26. They are high-risk medical patients. I don't want to be sued for complications.
We have never been sued by a special-needs patient or their representatives. We have never even been legally threatened by them. They are so pleased and grateful that we reach out to assist them that they would be the first to defend us. I cannot say the same for our other patients, who are far more ready to sue. I have never met a special-needs patient who has been willfully unpleasant.

27. Dentists who treat these people are the ones who can't succeed with regular patients.
We choose to treat special-needs patients because we enjoy getting paid with grateful smiles and hugs, as well as monetarily. The mother of our young autistic patient says we are wonderful. The children of our Alzheimers patient consider us heaven-sent. We are heroes to the families of our profoundly challenged patients.

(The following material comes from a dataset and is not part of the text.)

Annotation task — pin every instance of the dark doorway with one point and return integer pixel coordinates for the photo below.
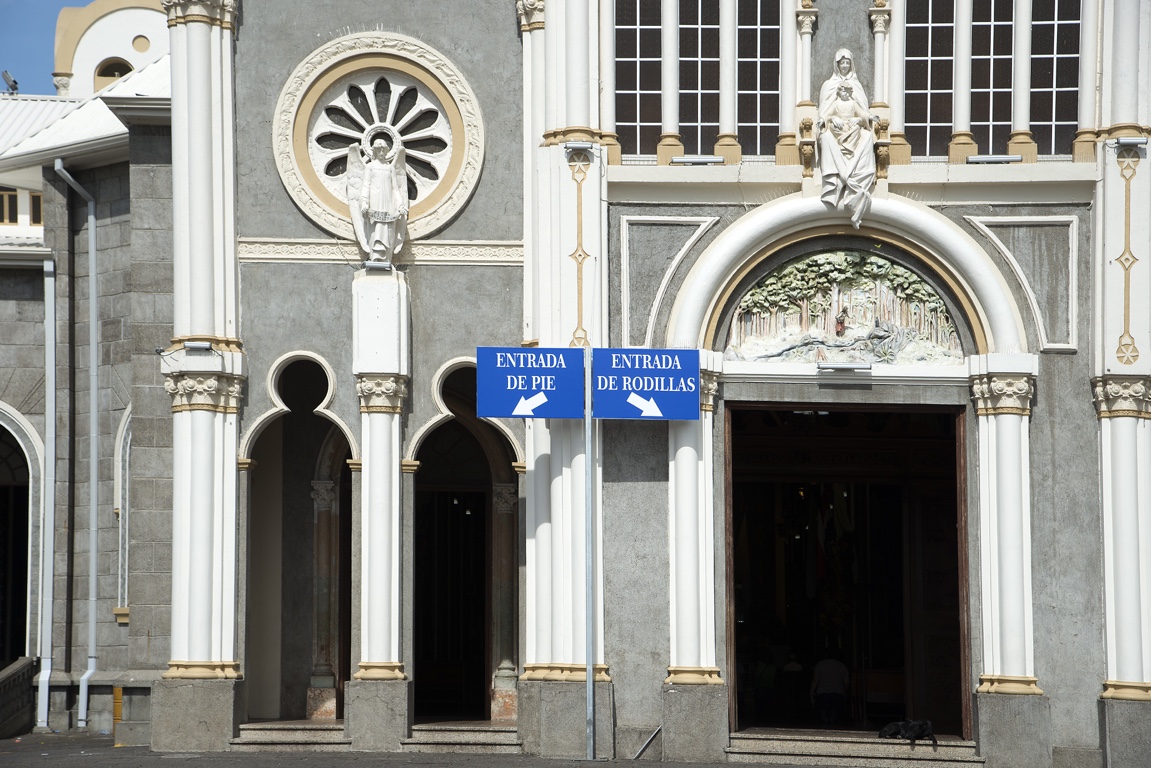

In conclusion, special-needs patients are not hard to treat, and you can make a very good living. If your hands are extended and your mind is open, these 27 statements – these myths – are easily debunked, and you can reap great rewards.

Author’s Bio
Dr. Harvey Levy is a general dentist from Frederick, Maryland, who has earned Mastership and two Lifelong Learning Service Recognitions in the AGD, eight fellowships and four diplomate certifications. He has published numerous articles and offered seminars and participation workshops all over the country. His work with anxious and special-needs patients earned him the 1986 AGD Humanitarian Award, the ADA Access to Care Award, and the honor of being a 2002 Winter Olympic torch runner.